3. Enfin le troisième phénomène, non directement visible statistiquement, mais qui est la conséquence logique des deux précédents: le départ massif des classes moyennes basses. En effet, les populations d’origine européenne ouvrières et employées qui habitaient anciennement ce territoire ont émigré en grandes proportions vers d’autres territoires de la région, en particulier vers la Seine-et-Marne en territoire périurbain à la recherche d’un habitat individuel, mais aussi en province (fuite de la mixité sociale).

Comme l’a montré le géographe Christophe Guilluy dans son livre Fractures françaises, il s’est produit une dissociation géographique entre les classes populaires d’origine européenne rejetées dans une France périphérique et celles d’origine non-européenne concentrées dans les grands ensembles des grandes métropoles.

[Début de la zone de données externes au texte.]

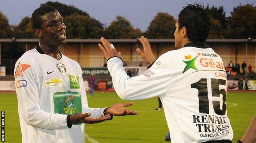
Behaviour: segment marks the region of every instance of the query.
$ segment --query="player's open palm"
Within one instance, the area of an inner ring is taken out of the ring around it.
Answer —
[[[153,54],[153,52],[150,47],[150,44],[146,38],[142,36],[139,38],[139,41],[143,46],[142,51],[139,48],[136,49],[136,51],[141,56],[142,58],[146,63],[151,64],[155,60],[155,58]]]
[[[126,103],[117,103],[113,105],[106,110],[106,113],[115,116],[136,115],[137,112],[133,111],[126,108],[125,107],[130,106],[133,105],[130,102]]]
[[[71,116],[70,117],[70,120],[72,123],[84,123],[87,124],[93,124],[103,122],[111,117],[111,116],[109,114],[105,115],[102,114],[99,117],[96,118],[92,117],[90,113],[78,113],[75,115]]]

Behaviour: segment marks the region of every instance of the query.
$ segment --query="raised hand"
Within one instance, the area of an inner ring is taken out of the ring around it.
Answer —
[[[117,103],[113,105],[110,107],[107,108],[106,113],[110,114],[112,115],[124,116],[124,115],[137,115],[138,114],[137,112],[131,111],[125,107],[130,106],[133,105],[132,102],[128,103]]]
[[[98,44],[98,46],[102,51],[104,56],[107,59],[114,56],[121,58],[121,53],[117,53],[115,49],[112,49],[110,46],[112,44],[105,39],[104,37],[101,38],[101,42],[103,46],[101,44]]]
[[[146,38],[143,36],[140,37],[139,41],[142,44],[144,52],[139,48],[136,49],[136,51],[146,63],[151,65],[155,60],[155,58],[150,47],[150,44]]]
[[[90,113],[78,113],[75,115],[71,116],[70,120],[72,123],[84,123],[87,124],[93,124],[94,123],[101,122],[111,117],[109,114],[105,115],[102,114],[101,116],[97,118],[92,118],[90,116]]]

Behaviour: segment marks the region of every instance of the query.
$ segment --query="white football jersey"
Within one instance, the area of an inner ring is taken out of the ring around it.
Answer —
[[[169,51],[144,73],[132,78],[120,58],[112,58],[107,63],[122,99],[160,96],[172,142],[232,140],[226,110],[226,75],[222,60],[211,48],[187,47]]]
[[[105,109],[88,107],[81,68],[64,55],[57,60],[28,51],[16,63],[14,76],[23,143],[84,143],[84,123],[69,128],[67,115],[96,118]]]

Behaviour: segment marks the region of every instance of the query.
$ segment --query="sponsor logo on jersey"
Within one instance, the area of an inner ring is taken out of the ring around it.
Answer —
[[[216,58],[205,57],[205,56],[217,57],[218,55],[215,54],[197,53],[197,55],[194,58],[193,58],[193,56],[190,54],[185,56],[185,59],[189,60],[183,60],[186,64],[183,70],[183,74],[190,69],[196,70],[193,72],[210,70],[224,72],[224,69],[225,69],[225,68],[223,63],[218,60],[219,59],[216,59]]]
[[[16,87],[18,89],[20,89],[21,88],[25,88],[27,87],[27,80],[25,79],[21,79],[18,80],[16,83]]]
[[[65,76],[66,75],[66,66],[65,65],[63,64],[57,64],[56,67],[63,76]]]
[[[63,105],[63,110],[65,113],[71,115],[76,114],[76,108],[74,103],[73,97],[72,96],[68,98],[65,101]]]
[[[214,75],[218,78],[226,78],[226,74],[225,72],[222,73],[219,72],[217,72],[214,73]]]
[[[190,69],[192,69],[196,70],[196,71],[198,71],[198,69],[196,66],[195,64],[196,60],[198,57],[198,56],[199,55],[197,55],[197,56],[190,60],[183,60],[184,63],[187,64],[183,70],[183,72],[182,73],[183,74]],[[191,56],[191,55],[185,56],[185,58],[187,60],[191,59],[192,58],[192,56]]]
[[[212,58],[201,58],[200,59],[199,62],[200,65],[203,67],[225,69],[223,63],[214,61]]]
[[[59,78],[47,79],[45,80],[45,83],[46,87],[62,86],[62,79]]]
[[[55,92],[53,94],[53,104],[55,113],[75,115],[82,112],[81,95],[78,92]]]
[[[192,115],[193,123],[201,138],[221,136],[229,133],[228,119],[213,115]]]
[[[70,88],[80,89],[79,77],[78,76],[69,74]]]
[[[21,63],[21,62],[19,62],[15,68],[14,73],[15,78],[23,76],[23,72],[30,67],[31,66],[29,65],[22,64]]]
[[[157,62],[156,62],[156,65],[157,65],[158,67],[159,67],[159,66],[160,66],[160,65],[161,65],[161,61],[158,61]]]
[[[142,74],[149,78],[151,76],[154,75],[154,74],[155,74],[155,73],[152,72],[150,70],[148,69],[146,71],[145,71],[145,72]]]

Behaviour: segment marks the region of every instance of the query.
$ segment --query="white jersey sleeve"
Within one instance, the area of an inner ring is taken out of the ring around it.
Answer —
[[[86,96],[86,92],[85,92],[85,85],[84,85],[83,80],[82,80],[82,70],[81,69],[81,67],[78,64],[78,69],[79,71],[79,78],[82,80],[80,80],[80,85],[81,85],[81,98],[82,102],[82,107],[83,109],[83,113],[91,113],[91,116],[93,118],[98,118],[101,115],[103,114],[104,110],[107,107],[103,108],[91,108],[88,107],[88,101],[87,100],[87,97]]]
[[[18,112],[26,124],[50,130],[68,128],[67,115],[53,114],[40,109],[37,75],[34,72],[32,62],[19,60],[14,69]]]
[[[154,64],[143,74],[130,78],[119,58],[112,58],[107,63],[115,90],[123,100],[142,100],[164,95],[169,85],[163,83],[169,83],[171,78],[172,70],[163,64]]]

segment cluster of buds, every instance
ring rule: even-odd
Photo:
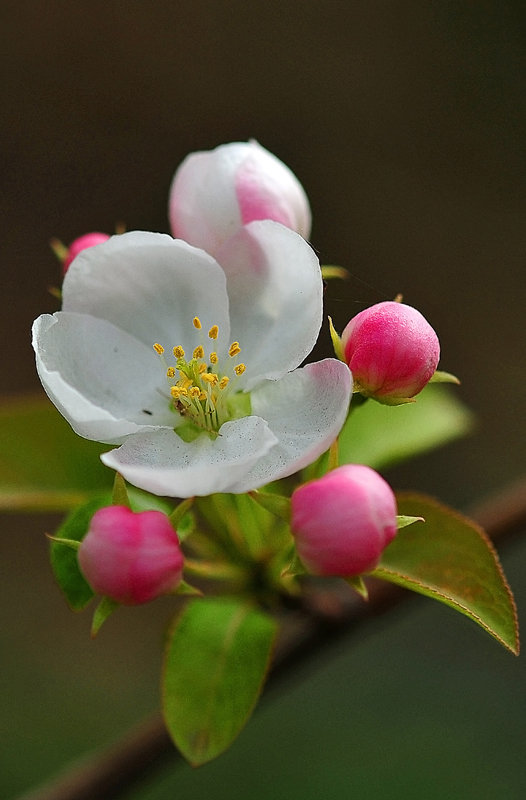
[[[311,225],[307,196],[297,178],[254,141],[188,156],[173,178],[169,217],[175,237],[211,254],[254,220],[279,222],[304,238]],[[64,272],[79,252],[108,238],[89,233],[63,248]],[[194,325],[200,327],[198,318]],[[354,391],[381,403],[408,402],[437,369],[440,347],[435,331],[419,311],[401,302],[367,308],[350,320],[341,338],[333,334],[336,354],[351,370]],[[217,326],[209,336],[217,337]],[[238,350],[231,349],[230,356],[239,352],[237,342],[234,346]],[[154,344],[154,350],[163,360],[164,348]],[[164,360],[163,364],[174,404],[198,425],[204,424],[201,418],[213,407],[217,431],[222,424],[217,392],[226,390],[229,378],[214,371],[216,353],[210,354],[207,365],[202,347],[189,362],[180,346],[173,352],[176,366]],[[244,364],[237,365],[236,376],[244,369]],[[207,428],[210,425],[207,422]],[[346,465],[294,491],[290,526],[309,572],[356,576],[378,564],[396,534],[396,513],[393,492],[378,473]],[[124,604],[173,592],[182,577],[177,535],[169,519],[155,511],[101,509],[91,521],[78,558],[94,591]]]

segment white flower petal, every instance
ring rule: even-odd
[[[235,148],[190,153],[170,187],[172,233],[214,253],[243,224],[233,175],[243,154]]]
[[[284,478],[320,456],[338,435],[352,390],[349,368],[327,358],[267,382],[252,395],[252,413],[266,419],[279,442],[231,492]]]
[[[247,370],[240,386],[276,380],[310,353],[322,322],[320,266],[311,247],[277,222],[251,222],[217,253],[225,270],[232,338]],[[246,355],[245,355],[246,354]]]
[[[134,486],[153,494],[192,497],[232,491],[276,441],[264,420],[243,417],[226,422],[215,440],[202,435],[186,443],[160,428],[130,437],[101,458]]]
[[[118,443],[178,418],[153,348],[105,320],[44,314],[34,323],[33,347],[47,394],[80,436]]]
[[[62,307],[107,319],[150,347],[192,351],[212,325],[219,326],[218,346],[229,344],[223,270],[204,251],[166,234],[132,231],[83,250],[66,273]],[[192,325],[195,316],[201,332]]]

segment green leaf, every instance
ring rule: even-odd
[[[340,464],[385,469],[466,434],[473,416],[443,386],[428,386],[415,403],[369,400],[353,408],[339,437]]]
[[[73,511],[58,529],[57,538],[82,541],[95,511],[109,503],[109,496],[98,497]],[[93,591],[79,569],[77,552],[68,544],[52,541],[50,556],[55,579],[66,600],[74,611],[80,611],[93,597]]]
[[[423,517],[410,517],[407,514],[398,514],[396,518],[398,530],[407,528],[407,526],[412,525],[413,522],[425,522],[425,519]]]
[[[77,436],[44,395],[0,403],[0,510],[69,511],[111,485],[108,445]]]
[[[176,620],[164,661],[163,707],[175,744],[194,766],[226,750],[257,702],[276,622],[246,603],[193,600]]]
[[[372,574],[466,614],[517,655],[513,595],[484,531],[428,497],[400,495],[398,507],[425,524],[398,533]]]

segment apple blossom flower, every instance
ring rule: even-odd
[[[377,303],[351,319],[342,333],[344,359],[354,389],[397,405],[414,397],[433,376],[438,337],[422,314],[404,303]]]
[[[315,575],[347,577],[374,569],[397,531],[389,484],[358,464],[300,486],[291,511],[298,555]]]
[[[85,250],[87,247],[94,247],[96,244],[106,242],[109,238],[110,237],[107,233],[98,233],[93,231],[92,233],[85,233],[82,236],[79,236],[77,239],[74,239],[67,249],[67,255],[62,264],[64,273],[68,271],[69,265],[82,250]]]
[[[172,181],[169,217],[174,236],[208,253],[254,220],[281,222],[304,238],[311,227],[300,182],[253,140],[187,156]]]
[[[135,486],[243,493],[326,450],[347,414],[348,367],[298,365],[322,321],[310,246],[252,222],[211,255],[130,232],[84,250],[62,311],[33,326],[42,384],[74,430]]]
[[[138,605],[178,587],[184,558],[166,514],[107,506],[93,515],[78,561],[96,593]]]

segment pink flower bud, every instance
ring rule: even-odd
[[[98,594],[125,605],[147,603],[176,589],[183,554],[168,517],[124,506],[95,512],[83,539],[80,569]]]
[[[96,244],[101,244],[109,239],[107,233],[85,233],[83,236],[79,236],[78,239],[75,239],[71,242],[70,246],[68,247],[68,254],[64,259],[63,269],[64,275],[68,271],[69,265],[81,250],[86,250],[87,247],[93,247]]]
[[[291,503],[296,549],[315,575],[369,572],[397,531],[394,494],[370,467],[338,467],[296,489]]]
[[[427,320],[416,308],[394,301],[353,317],[342,346],[355,390],[394,405],[424,388],[440,357],[438,337]]]
[[[174,175],[172,233],[214,253],[249,222],[271,219],[307,238],[309,201],[293,172],[257,142],[191,153]]]

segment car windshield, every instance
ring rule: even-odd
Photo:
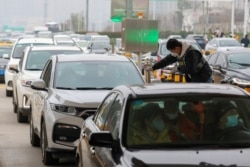
[[[20,59],[22,56],[22,52],[25,49],[26,46],[38,46],[38,45],[53,45],[52,43],[22,43],[22,44],[16,44],[13,58]]]
[[[25,70],[41,71],[47,60],[52,55],[58,54],[81,54],[81,50],[41,50],[31,51],[27,57]]]
[[[162,56],[167,56],[168,54],[170,54],[170,51],[167,49],[167,47],[166,47],[166,42],[164,42],[164,43],[161,43],[160,44],[160,55],[162,55]]]
[[[237,40],[219,40],[220,47],[228,47],[228,46],[241,46],[241,44]]]
[[[249,147],[250,99],[178,96],[130,100],[124,121],[125,145],[169,147]]]
[[[1,48],[0,47],[0,58],[2,58],[3,57],[3,54],[8,54],[8,55],[10,55],[10,53],[11,53],[11,47],[9,47],[9,48]]]
[[[250,68],[249,53],[235,53],[228,56],[228,66],[234,69]]]
[[[54,78],[54,88],[58,89],[112,89],[143,83],[137,67],[129,61],[61,62]]]

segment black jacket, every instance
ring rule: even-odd
[[[178,62],[179,72],[185,74],[186,82],[207,82],[212,75],[212,70],[201,52],[190,46],[181,58],[167,55],[153,65],[153,70],[157,70]]]

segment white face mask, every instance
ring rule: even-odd
[[[176,113],[166,113],[167,117],[170,119],[170,120],[174,120],[175,118],[178,117],[178,112]]]
[[[173,57],[178,57],[179,56],[179,54],[178,53],[171,53],[171,55],[173,56]]]

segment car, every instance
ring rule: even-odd
[[[27,122],[30,116],[30,99],[33,90],[32,80],[38,79],[43,67],[52,55],[80,54],[82,49],[76,46],[27,46],[20,58],[18,67],[13,67],[13,111],[17,114],[17,122]]]
[[[214,83],[237,85],[250,92],[250,48],[216,51],[207,61]]]
[[[169,35],[167,37],[167,39],[183,39],[183,37],[181,35],[178,35],[178,34],[173,34],[173,35]]]
[[[107,41],[91,41],[87,47],[87,53],[105,54],[111,51],[111,45]]]
[[[52,38],[56,45],[77,46],[75,40],[73,40],[69,35],[54,34]]]
[[[9,60],[7,57],[10,55],[12,44],[0,44],[0,82],[5,82],[4,75]]]
[[[134,62],[115,54],[54,55],[32,81],[30,142],[46,165],[75,156],[85,118],[118,85],[145,84]]]
[[[181,141],[161,142],[154,138],[157,130],[145,135],[152,129],[151,122],[139,126],[148,113],[160,113],[164,118],[172,106],[164,104],[172,100],[177,101],[179,114],[199,127],[196,138],[188,140],[177,133]],[[195,110],[201,114],[193,113],[192,105],[201,106]],[[163,125],[167,134],[174,133],[170,122]],[[139,136],[141,140],[136,140]],[[79,167],[248,166],[249,145],[250,94],[238,87],[207,83],[121,85],[84,121],[76,161]]]
[[[22,52],[26,46],[29,45],[55,45],[52,38],[36,38],[36,37],[20,37],[14,43],[11,54],[8,57],[9,62],[6,67],[4,79],[5,79],[5,87],[6,87],[6,96],[11,97],[13,95],[13,73],[10,68],[18,65],[19,60],[22,56]]]
[[[207,41],[204,38],[204,35],[202,35],[202,34],[188,34],[186,36],[186,39],[195,40],[200,45],[201,49],[205,49]]]
[[[177,39],[177,40],[181,41],[181,42],[186,42],[186,43],[192,45],[195,49],[199,50],[201,53],[203,53],[199,44],[195,40],[190,40],[190,39]],[[143,64],[142,73],[143,74],[144,74],[144,64],[148,63],[149,65],[153,65],[156,62],[163,59],[168,54],[170,54],[170,51],[166,47],[167,41],[168,40],[159,40],[157,52],[151,52],[149,54],[145,54],[142,56],[142,64]],[[165,75],[163,75],[164,71],[169,73],[173,69],[173,67],[175,67],[175,65],[176,64],[174,63],[172,65],[169,65],[169,66],[166,66],[162,69],[154,71],[154,73],[153,73],[154,78],[156,78],[162,82],[166,81]]]
[[[242,47],[242,44],[234,38],[213,38],[206,44],[205,51],[208,51],[210,54],[212,54],[217,50]]]

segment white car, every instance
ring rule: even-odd
[[[9,57],[9,63],[6,67],[4,79],[6,87],[6,96],[10,97],[13,93],[13,72],[10,68],[16,67],[22,56],[23,50],[26,46],[30,45],[54,45],[52,38],[36,38],[36,37],[20,37],[17,39],[12,47],[12,51]]]
[[[118,85],[145,84],[135,63],[113,54],[56,55],[32,81],[30,142],[45,165],[76,154],[81,126]]]
[[[47,60],[56,54],[80,54],[76,46],[27,46],[13,74],[13,111],[18,122],[26,122],[30,114],[30,88],[32,80],[38,79]]]

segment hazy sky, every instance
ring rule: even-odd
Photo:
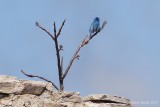
[[[159,107],[160,0],[1,0],[0,73],[31,79],[20,73],[23,69],[58,85],[54,43],[35,22],[53,33],[53,22],[58,28],[66,19],[59,38],[65,69],[96,16],[108,23],[80,51],[65,90],[118,95],[136,107]]]

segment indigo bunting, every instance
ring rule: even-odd
[[[94,20],[90,26],[90,29],[89,29],[90,37],[91,37],[92,33],[95,33],[98,30],[100,30],[100,21],[99,21],[99,18],[96,17],[96,18],[94,18]]]

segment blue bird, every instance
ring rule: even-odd
[[[94,18],[94,20],[90,26],[90,29],[89,29],[90,37],[93,33],[97,32],[99,30],[100,30],[100,21],[99,21],[99,18],[96,17],[96,18]]]

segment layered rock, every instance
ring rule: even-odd
[[[131,107],[126,98],[54,91],[51,83],[0,76],[0,107]]]

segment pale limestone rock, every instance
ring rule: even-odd
[[[54,91],[51,83],[0,76],[0,107],[132,107],[128,99]]]
[[[46,89],[52,91],[51,83],[0,76],[0,93],[41,95]]]

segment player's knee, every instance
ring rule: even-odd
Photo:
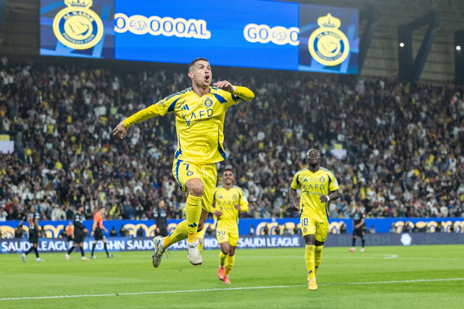
[[[203,196],[203,191],[205,191],[205,187],[203,187],[203,183],[199,180],[198,182],[194,183],[188,189],[188,194],[192,194],[193,196]]]

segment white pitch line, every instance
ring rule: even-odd
[[[392,281],[374,281],[371,282],[350,282],[347,283],[322,283],[318,286],[329,285],[354,285],[358,284],[381,284],[394,283],[408,283],[412,282],[429,282],[431,281],[451,281],[454,280],[464,280],[464,278],[447,278],[442,279],[418,279],[410,280],[393,280]],[[101,296],[114,296],[115,295],[139,295],[140,294],[161,294],[173,293],[187,293],[189,292],[210,292],[212,291],[230,291],[241,290],[256,290],[261,289],[280,289],[282,288],[296,288],[307,286],[308,284],[297,284],[296,285],[272,285],[270,286],[251,286],[241,288],[226,288],[224,289],[204,289],[203,290],[184,290],[174,291],[156,291],[151,292],[133,292],[131,293],[113,293],[108,294],[84,294],[83,295],[56,295],[55,296],[41,296],[28,297],[12,297],[0,298],[0,301],[21,300],[23,299],[50,299],[51,298],[69,298],[72,297],[87,297]]]
[[[247,258],[304,258],[304,257],[302,256],[279,256],[277,257],[268,256],[252,255],[248,256]],[[464,260],[464,258],[400,258],[396,254],[389,254],[388,255],[382,255],[378,257],[369,256],[324,256],[324,258],[336,258],[336,259],[394,259],[395,260],[424,260],[430,261],[462,261]]]

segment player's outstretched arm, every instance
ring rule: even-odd
[[[321,203],[326,203],[329,200],[338,200],[340,197],[340,191],[338,189],[334,191],[330,194],[327,196],[321,194],[319,195],[319,199]]]
[[[160,102],[163,101],[164,100]],[[159,104],[160,102],[158,102],[157,104]],[[156,104],[154,104],[148,106],[145,109],[137,112],[130,117],[126,118],[123,121],[119,122],[119,124],[113,130],[113,135],[117,136],[119,133],[121,133],[121,138],[124,138],[129,127],[131,125],[141,121],[146,120],[152,117],[159,116],[160,113],[156,108]]]
[[[236,101],[250,101],[255,97],[255,94],[253,91],[246,87],[233,86],[226,80],[214,83],[213,84],[219,89],[232,93],[233,95],[232,98]],[[235,98],[237,99],[236,100]]]

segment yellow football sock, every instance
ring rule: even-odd
[[[197,234],[198,223],[201,216],[201,199],[202,197],[193,196],[188,194],[185,202],[185,215],[187,221],[187,231],[188,233],[187,241],[193,242]]]
[[[227,256],[227,259],[226,261],[226,270],[224,270],[224,276],[229,276],[229,273],[232,269],[232,267],[233,267],[233,262],[235,260],[235,254],[232,257],[230,255]]]
[[[314,247],[314,274],[317,273],[319,265],[321,265],[321,260],[322,259],[322,248],[323,245],[316,246]]]
[[[306,268],[309,280],[314,279],[316,274],[314,272],[314,245],[307,245],[305,247],[304,259],[306,261]]]
[[[186,238],[187,238],[187,220],[184,220],[177,225],[169,236],[164,238],[164,245],[168,248],[173,244],[175,244]]]
[[[222,251],[219,251],[219,265],[224,268],[224,264],[226,264],[226,258],[227,257],[228,254],[224,254],[222,253]]]

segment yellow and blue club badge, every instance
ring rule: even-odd
[[[349,53],[349,42],[339,27],[340,20],[330,13],[317,19],[319,28],[309,36],[308,47],[317,62],[324,65],[340,64]]]
[[[74,49],[93,47],[103,36],[100,16],[90,9],[92,0],[64,0],[67,6],[55,16],[53,32],[64,46]]]

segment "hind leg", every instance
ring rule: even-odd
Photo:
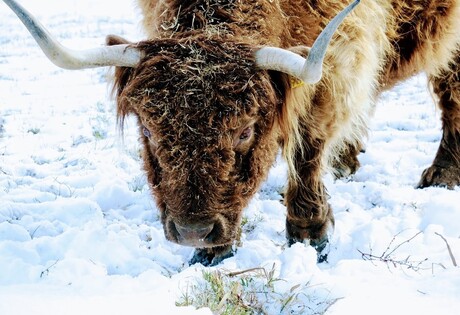
[[[361,144],[346,144],[346,147],[332,161],[331,166],[336,179],[346,178],[356,173],[360,167],[358,155],[361,152],[363,152]]]
[[[448,71],[430,82],[442,110],[442,139],[433,164],[422,174],[419,188],[460,185],[460,51]]]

En conséquence, le territoire d’Est Ensemble se caractérise de plus en plus par une société duale, typique des grandes métropoles mondiales des pays développés, dont Paris fait incontestablement partie, ce qu’avaient montré dès les années 1990, les travaux de la sociologue Saskia Sassen. Ces agglomérations se caractérisent par l’opposition entre des cadres «autochtones» riches et des immigrés pauvres vivant sur des territoires proches, les classes moyennes ayant tendance à disparaître par phénomène d’éviction.